As alterações da EC nº41 de Lula estiveram concentradas nas aposentadorias dos servidores públicos. Assim como FHC pôr o teto para o setor privado, Lula fez o mesmo no RPPS de tal maneira que, para os novos ingressantes, tornou o teto equivalente ao do INSS. A consequência foi não apenas o fim da integralidade, mas a criação de inúmeros fundos de pensão complementares, desta vez apoiados no salário médio elevado e baixo risco de desemprego do funcionalismo público. Entre outras mudanças importantes, a reforma reduziu o valor das novas pensões em 30% e adicionou uma taxação aos servidores inativos e pensionistas em 11% do valor que excede o teto do INSS.
Em 2005, o mesmo Lula faria outra reforma através da EC nº47. As mudanças foram pequenas, melhor compreendidas como um complemento ou correção à reforma anterior, levando em conta o escândalo do mensalão que explodiu naquele mesmo ano e o PT tentava conter os efeitos. De modo resumido, as duas principais alterações da reforma foram: o reestabelecimento da paridade entre os ativos e inativos que a reforma anterior rompeu; e a flexibilização das regras para aqueles servidores ativos na data da promulgação da reforma anterior, reduzindo o tempo que os mesmos precisariam cumprir para receber o benefício.

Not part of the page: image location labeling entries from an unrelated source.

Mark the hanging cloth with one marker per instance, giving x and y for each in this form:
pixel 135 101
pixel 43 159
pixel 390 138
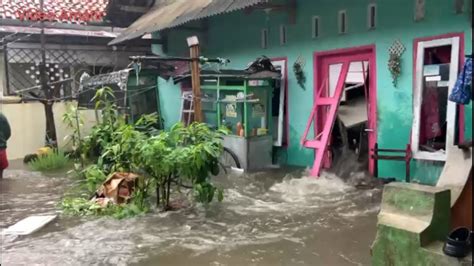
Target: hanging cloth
pixel 462 93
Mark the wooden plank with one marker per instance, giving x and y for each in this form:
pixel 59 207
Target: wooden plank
pixel 29 225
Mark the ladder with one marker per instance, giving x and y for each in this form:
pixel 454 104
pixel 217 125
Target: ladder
pixel 187 114
pixel 320 142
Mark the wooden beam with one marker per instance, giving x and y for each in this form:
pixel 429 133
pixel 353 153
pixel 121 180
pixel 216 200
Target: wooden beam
pixel 193 44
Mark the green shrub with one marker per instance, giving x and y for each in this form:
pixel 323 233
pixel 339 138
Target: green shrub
pixel 52 161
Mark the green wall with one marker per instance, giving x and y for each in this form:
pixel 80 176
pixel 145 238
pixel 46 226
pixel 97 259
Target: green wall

Os superávits sistemáticos que o país obteve durante os anos 2000 amorteceram as discussões sobre novas reformas. Em 2011, por exemplo, a Lei nº12.425 modificou a idade mínima para obtenção do Benefício de Prestação Continuada (BPC), reduzindo de 70 para 65 anos. Somente em 2015, dez anos depois da última emenda constitucional, as discussões sobre uma nova Previdência voltaram à ordem do dia, corroboradas pelo fiscalismo dogmático que dominaria a política econômica do Brasil desde então. Naquele primeiro ano do seu segundo mandato, o governo Dilma, enquanto não elaborava uma reforma mais substancial (como planejavam os ministros Joaquim Levy e Nelson Barbosa), tentou promover o ajuste fiscal pelo endurecimento das regras de concessão das pensões por morte (exclusão do caráter vitalício, novas condições referentes a idade da viúva e redução do valor do benefício). Uma vez que tais mudanças foram encaminhadas via Medida Provisória, quando foram apreciadas pela Câmara presidida por Eduardo Cunha, a medida foi profundamente alterada. O Congresso aproveitou a desconstitucionalização da fórmula de cálculo do regime geral, efetuada por FHC, e criou uma nova opção de cálculo. Além do Fator Previdenciário já existente, estabeleceu-se que o trabalhador do INSS pode optar pela nova regra 85/95, pela qual o trabalhador poderia receber a aposentadoria integral caso a soma da idade mais o tempo de contribuição atingisse 85/95.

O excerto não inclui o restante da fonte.